120. Seconds. = 25 bucks.

If she lasts even 5 minutes, you'll have to come and revive me.

posts: 7269   ·   registered: Dec. 24th, 2007   ·   location: texas
id 6804694
default

 yearsofpain25 (original poster member #42012) posted at 1:38 PM on Monday, May 19th, 2014

jjct, you are one fantastic guy. However, I should be fair. This "meeting" is going to be as fair as possible. I will give these boundaries and consequences at the end of the meeting so that we can get this shit out on the table. They are mostly going to apply to future visits or interactions.

However, that said, you and I both know that there is a good chance that we may not make it to the end of the meeting. Too many things could happen with her in that time.

If that should happen, I will more than gladly meet you on that bet!! I will match it for sure.

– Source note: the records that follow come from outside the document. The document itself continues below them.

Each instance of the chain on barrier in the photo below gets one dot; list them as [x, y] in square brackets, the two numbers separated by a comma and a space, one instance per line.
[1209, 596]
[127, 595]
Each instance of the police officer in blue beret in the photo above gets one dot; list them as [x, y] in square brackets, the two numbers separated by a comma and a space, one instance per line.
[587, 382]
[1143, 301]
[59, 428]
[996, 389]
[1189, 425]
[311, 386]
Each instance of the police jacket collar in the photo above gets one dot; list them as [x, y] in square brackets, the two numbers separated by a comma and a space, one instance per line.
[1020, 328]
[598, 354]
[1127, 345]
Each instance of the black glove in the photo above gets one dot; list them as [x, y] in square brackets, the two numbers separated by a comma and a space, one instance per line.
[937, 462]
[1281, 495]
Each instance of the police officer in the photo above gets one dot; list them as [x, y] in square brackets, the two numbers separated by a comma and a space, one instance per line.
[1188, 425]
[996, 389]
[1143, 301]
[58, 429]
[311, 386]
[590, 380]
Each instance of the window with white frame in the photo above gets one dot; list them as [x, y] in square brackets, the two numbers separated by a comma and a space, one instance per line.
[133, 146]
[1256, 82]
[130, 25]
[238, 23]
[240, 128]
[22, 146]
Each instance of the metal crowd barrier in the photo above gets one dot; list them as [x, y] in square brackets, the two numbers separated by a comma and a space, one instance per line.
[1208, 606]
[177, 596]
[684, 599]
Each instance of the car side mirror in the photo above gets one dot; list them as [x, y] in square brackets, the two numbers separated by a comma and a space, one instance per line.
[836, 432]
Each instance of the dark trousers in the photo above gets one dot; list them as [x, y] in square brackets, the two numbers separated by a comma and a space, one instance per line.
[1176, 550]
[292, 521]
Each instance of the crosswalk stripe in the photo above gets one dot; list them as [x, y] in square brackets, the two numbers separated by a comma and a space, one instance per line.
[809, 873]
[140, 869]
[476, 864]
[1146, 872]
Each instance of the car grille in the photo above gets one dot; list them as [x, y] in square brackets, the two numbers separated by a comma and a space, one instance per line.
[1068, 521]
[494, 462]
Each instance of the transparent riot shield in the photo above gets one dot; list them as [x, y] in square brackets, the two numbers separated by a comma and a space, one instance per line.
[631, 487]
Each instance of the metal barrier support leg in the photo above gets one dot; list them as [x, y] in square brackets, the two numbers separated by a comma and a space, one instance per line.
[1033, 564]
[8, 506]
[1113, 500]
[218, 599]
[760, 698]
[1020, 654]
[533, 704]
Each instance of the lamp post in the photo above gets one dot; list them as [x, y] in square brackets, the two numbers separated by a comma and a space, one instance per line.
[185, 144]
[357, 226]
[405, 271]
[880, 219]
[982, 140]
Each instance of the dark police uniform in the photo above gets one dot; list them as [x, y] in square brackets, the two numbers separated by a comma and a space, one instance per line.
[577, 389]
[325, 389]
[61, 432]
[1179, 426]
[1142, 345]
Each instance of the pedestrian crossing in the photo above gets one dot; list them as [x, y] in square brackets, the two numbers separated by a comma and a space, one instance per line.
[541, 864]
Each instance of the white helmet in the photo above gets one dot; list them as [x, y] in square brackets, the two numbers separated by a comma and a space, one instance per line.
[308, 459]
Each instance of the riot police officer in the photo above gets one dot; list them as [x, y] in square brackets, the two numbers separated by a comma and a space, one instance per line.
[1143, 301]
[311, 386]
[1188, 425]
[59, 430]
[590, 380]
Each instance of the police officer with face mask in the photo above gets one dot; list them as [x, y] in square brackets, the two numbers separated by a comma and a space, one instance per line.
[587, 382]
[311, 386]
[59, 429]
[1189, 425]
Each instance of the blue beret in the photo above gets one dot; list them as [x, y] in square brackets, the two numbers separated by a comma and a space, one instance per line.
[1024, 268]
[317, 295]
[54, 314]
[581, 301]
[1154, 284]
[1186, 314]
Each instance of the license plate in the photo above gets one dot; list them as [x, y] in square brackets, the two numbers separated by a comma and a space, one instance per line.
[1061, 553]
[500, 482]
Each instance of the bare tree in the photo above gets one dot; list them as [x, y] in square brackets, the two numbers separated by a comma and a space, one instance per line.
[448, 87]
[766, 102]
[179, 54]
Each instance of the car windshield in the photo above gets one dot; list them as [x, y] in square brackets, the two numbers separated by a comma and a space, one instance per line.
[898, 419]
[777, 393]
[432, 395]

Honestly I was just writing with someone and I told them, I have come to the realization that I myself, am just done. I've let go of the outcomes. If she should violate any of the boundaries and not finish the meeting, I will never speak to her again, I'm fine. She commits suicide, I'm fine (well as fine as could be). She actually is able to follow my boundaries, fine too. I really feel like I've moved past this and it's now like she's the one finding out where I'm at. She's behind me now trying to catch up.

I really want to say thank you again to everyone. SI has really prepared me for this moment. I know my story is not the typical story around here as I'm not a BS or WS. But this shit has been going on for 25 years and I finally feel like I have the strength to just let it all go. I have an understanding of what this all is, more importantly an understanding of what I witnessed as a kid, and I had none of that prior to coming here.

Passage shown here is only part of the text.